The book traces Duncan’s 30-year journey through Angola following a wrongful murder conviction, his transformation into a brilliant legal mind behind bars, and his ongoing fight for justice on behalf of others still incarcerated.

John Grisham succinctly captures the essence of Duncan’s story: “If I created a fictional character like Calvin Duncan, no one would believe him and the story wouldn’t work. Fiction can be many things, but it has to be believable. Duncan’s story is so incredible it strains belief. It is so heartwarming and hopeful that it will stay with you for a long time.”  

In a special initiative, Penguin Press and the Penguin Random House Social Impact Team are partnering to print 2,000 copies of a unique softcover edition of THE JAILHOUSE LAWYER, exclusively for incarcerated readers. Recognizing that hardcovers are often prohibited in prisons so access to new books can take a year or more, this initiative aims to bridge that gap. These 2,000 softcover books will reach incarcerated readers timed to the July 8 publication date. 

About THE JAILHOUSE LAWYER 

Calvin Duncan was nineteen when he was incarcerated for a 1981 New Orleans murder he didn’t commit. The victim of a wildly incompetent public defense system and a badly compromised witness, Duncan was left to rot in the waking nightmare of confinement. Armed with little education, he took matters into his own hands. 

At twenty-one, he filed his first motion from prison: “Motion for a Law Book,” which launched his highly successful, self-taught legal career. Trapped within this wholly corrupted system, Duncan became a legal advocate for himself and his fellow prisoners as an inmate counsel at the infamous Louisiana State Penitentiary, Angola. Literature sustained his hope, as he learned the law in its shadow. 

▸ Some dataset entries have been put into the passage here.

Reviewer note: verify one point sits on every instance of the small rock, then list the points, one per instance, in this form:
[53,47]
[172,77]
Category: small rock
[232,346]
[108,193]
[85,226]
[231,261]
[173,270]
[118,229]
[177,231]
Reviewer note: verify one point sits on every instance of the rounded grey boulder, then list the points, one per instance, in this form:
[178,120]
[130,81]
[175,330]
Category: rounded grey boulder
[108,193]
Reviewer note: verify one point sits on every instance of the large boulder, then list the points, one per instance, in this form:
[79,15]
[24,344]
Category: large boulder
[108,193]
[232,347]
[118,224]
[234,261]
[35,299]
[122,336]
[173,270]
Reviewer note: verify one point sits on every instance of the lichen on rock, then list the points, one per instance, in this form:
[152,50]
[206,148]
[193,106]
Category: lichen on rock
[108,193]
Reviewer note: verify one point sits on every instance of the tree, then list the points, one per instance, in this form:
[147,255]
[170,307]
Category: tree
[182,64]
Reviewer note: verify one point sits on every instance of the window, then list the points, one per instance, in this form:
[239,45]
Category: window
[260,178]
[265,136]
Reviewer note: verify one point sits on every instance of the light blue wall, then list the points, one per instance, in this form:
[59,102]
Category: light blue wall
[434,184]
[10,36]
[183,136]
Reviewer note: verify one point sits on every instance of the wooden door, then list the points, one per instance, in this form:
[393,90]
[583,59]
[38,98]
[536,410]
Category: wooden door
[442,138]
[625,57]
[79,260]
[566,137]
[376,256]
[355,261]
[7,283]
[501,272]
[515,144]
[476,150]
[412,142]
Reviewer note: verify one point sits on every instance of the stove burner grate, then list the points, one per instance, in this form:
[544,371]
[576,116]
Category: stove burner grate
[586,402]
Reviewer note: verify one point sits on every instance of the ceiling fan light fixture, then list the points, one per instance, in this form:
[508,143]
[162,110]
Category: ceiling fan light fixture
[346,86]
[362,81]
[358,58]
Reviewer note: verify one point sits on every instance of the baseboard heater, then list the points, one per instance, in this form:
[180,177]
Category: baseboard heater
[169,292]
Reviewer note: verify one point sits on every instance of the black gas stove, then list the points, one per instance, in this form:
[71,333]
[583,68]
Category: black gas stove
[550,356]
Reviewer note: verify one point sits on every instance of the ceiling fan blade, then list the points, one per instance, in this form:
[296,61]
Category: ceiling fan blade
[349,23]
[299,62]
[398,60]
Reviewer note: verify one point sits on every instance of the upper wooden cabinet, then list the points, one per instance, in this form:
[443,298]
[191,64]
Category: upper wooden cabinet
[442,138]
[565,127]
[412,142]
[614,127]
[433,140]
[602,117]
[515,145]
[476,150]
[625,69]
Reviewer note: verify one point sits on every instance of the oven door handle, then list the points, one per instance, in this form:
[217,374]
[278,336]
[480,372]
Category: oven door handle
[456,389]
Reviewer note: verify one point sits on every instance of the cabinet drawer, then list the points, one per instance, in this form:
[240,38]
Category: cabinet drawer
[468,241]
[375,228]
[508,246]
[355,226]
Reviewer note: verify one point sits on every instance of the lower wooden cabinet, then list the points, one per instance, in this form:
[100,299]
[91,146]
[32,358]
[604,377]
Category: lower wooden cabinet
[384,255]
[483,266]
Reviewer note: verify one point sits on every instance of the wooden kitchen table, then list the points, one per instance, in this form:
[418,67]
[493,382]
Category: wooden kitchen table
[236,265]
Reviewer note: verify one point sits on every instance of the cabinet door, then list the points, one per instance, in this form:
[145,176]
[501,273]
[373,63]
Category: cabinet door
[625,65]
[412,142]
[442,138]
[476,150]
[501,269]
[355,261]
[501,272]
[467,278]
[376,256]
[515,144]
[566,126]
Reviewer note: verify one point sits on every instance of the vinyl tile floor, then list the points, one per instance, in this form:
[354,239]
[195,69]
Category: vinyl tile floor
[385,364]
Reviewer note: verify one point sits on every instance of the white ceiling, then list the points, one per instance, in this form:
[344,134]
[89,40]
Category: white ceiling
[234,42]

During his decades of incarceration, Duncan helped hundreds of other prisoners navigate their cases, advocating for those the state had long since written off. He taught a class in the midst of Angola to empower other incarcerated men to fight for their own justice under the law. But his own case remained stalled. A defense lawyer once responded to Duncan’s request for documents: “You are not a person.” 

Criminal justice reform advocate Sophie Cull met Duncan after he was finally released from prison; he began to tell her his story. Together, they’ve written a bracing condemnation of the criminal legal system, and an intimate portrait of a heroic and brilliant man’s resilience in the face of injustice.